Rule the World

It's time to begin my manifesto.

Thursday, April 21, 2005

No. 005: Chain Emails

When I rule the world: people who send chain emails will be punished.

We all have friends who think that forwarding an email is the same as staying in touch. Whenever I receive one I have to take a moment to remind myself that I do love the person concerned, and that I shouldn't think less of them because of their emailing habits - but sometimes it's difficult. There is a
wonderful website designed to separate the rubbish emails from those which are true. If you have ever sent a chain email without first checking it I urge you to change your ways, because soon there will be consequences.

The level of punishment the sender receives will depend on the severity of their crime, and in many emails your victim (the poor friends you send these emails to) will benefit from your misbehaviour.

The scale will be as follows:

Level 1: sending an 'aren't friends great! I love you guys!' email (without an accompanying story - see Level 9). Touching, but meaningless. If you love a friend that much, send them something original and don't copy it to ten other friends at the same time. Punishment: do your friend's laundry for a week.

Level 2: sending an email about how a big corporation is going to give away free stuff if you forward their email enough times. Never true. Corporations didn't get big by giving stuff away that easily. Plus, you can't track forwarded emails in that manner. No, it's not 'worth a try!!!' as so many people who forward this kind of email seem to think. It's just stupid. Punishment: buy your friend the thing the corporation was supposedly giving away.

Level 3: sending an email that urges the reader to add their name to a long list of recipients, with the eventual view of forwarding the email to another country's government and thus ending dog-eating/bear farming/whatever else. While the dreadful behaviour might be true, emailing the governments concerned won't make a blind bit of difference. And fooling yourself into thinking that you're somehow striking a blow for the dogs and bears by merely adding your name to an email is just silly. Punishment: donate a week's salary to a charity that actually helps the cause concerned, in your friend's name.

Level 4: sending an email about a poor sick child who will somehow be helped or cured if you keep forwarding the email. Punishment: a week's unpaid labour at the local kindergarten of your friend's choosing.

Level 5: sending a scary email about some essential personal hygiene product causing cancer. Punishment: buy your friend a year's supply of their favourite personal hygiene product.

Level 6: sending a scary email about strangers hiding in parked cars or parking buildings, waiting to rape and murder helpless women. Punishment: wash your friend's car for a year.

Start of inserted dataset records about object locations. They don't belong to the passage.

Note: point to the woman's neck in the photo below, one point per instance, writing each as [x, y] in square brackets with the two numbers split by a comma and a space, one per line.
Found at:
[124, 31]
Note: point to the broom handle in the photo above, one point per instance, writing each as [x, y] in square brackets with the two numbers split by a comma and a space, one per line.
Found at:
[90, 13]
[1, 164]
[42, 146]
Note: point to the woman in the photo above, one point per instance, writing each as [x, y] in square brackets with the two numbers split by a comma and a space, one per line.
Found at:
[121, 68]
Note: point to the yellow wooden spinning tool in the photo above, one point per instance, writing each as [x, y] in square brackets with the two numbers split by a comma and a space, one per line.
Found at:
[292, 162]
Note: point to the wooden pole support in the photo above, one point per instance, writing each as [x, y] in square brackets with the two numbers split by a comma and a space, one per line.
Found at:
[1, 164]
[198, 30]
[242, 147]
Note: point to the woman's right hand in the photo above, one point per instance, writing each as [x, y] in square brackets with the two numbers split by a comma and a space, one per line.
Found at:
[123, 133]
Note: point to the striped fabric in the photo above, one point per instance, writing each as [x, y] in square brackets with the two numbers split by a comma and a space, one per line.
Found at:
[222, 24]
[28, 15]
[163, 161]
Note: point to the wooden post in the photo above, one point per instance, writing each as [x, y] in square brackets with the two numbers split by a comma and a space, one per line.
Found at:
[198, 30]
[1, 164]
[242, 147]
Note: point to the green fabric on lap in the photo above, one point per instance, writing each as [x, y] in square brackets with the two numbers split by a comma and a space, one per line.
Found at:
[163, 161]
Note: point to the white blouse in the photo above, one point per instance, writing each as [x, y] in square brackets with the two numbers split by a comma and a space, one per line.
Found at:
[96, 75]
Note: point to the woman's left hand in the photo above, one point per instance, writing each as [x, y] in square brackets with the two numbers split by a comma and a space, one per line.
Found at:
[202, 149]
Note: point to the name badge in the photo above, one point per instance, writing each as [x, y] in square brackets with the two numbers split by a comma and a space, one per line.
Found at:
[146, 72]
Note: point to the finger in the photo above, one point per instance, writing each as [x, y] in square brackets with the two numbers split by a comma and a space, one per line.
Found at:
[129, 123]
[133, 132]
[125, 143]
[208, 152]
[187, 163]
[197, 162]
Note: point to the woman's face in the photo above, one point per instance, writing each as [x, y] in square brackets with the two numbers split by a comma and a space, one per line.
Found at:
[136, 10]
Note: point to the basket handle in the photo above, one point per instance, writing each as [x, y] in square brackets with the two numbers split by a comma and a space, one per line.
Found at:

Level 7: sending false virus warnings. Punishment: no internet access for a month.

Level 8: sending completely improbable and stupid emails about impossible things like Bonsai Kittens. Punishment: no chance of a Bonsai Kitten for you, ever.

Level 9: sending a 'my friends rock!!!' or 'love thy neighbour!!!' email, accompanied by a tooth-rottingly sweet story of a suicide avoided/car crash regrets/drug regrets. Punishment: a year's therapy for your hapless friend. Punishment to be doubled if your email contained a poem. Punishment to be tripled if your email suggested bad fortune faced people who didn't keep forwarding the email.

Level 10: sending the 'Instructions for Life' email supposed to be written by the Dalai Lama. Punishment: I can't actually think of anything bad enough. You've defamed the Dalai Lama! How do you sleep at night?

3 Comments:

At 1:43 am, Blogger what's-herface said...

This is awesome. You're my hero! I will sign your manifesto any day.

 
At 2:48 am, Blogger Vickie said...

I thought I was your only reader! And here you are prancing about behind my back, getting other readers! *sigh* I thought I knew you, and then you pull a stunt like this...

 
At 2:27 pm, Blogger Alyssa said...

Yeah, Most of the Oasis concerts are sold out. I would give my right arm to hear them play. You could probably find some on ebay.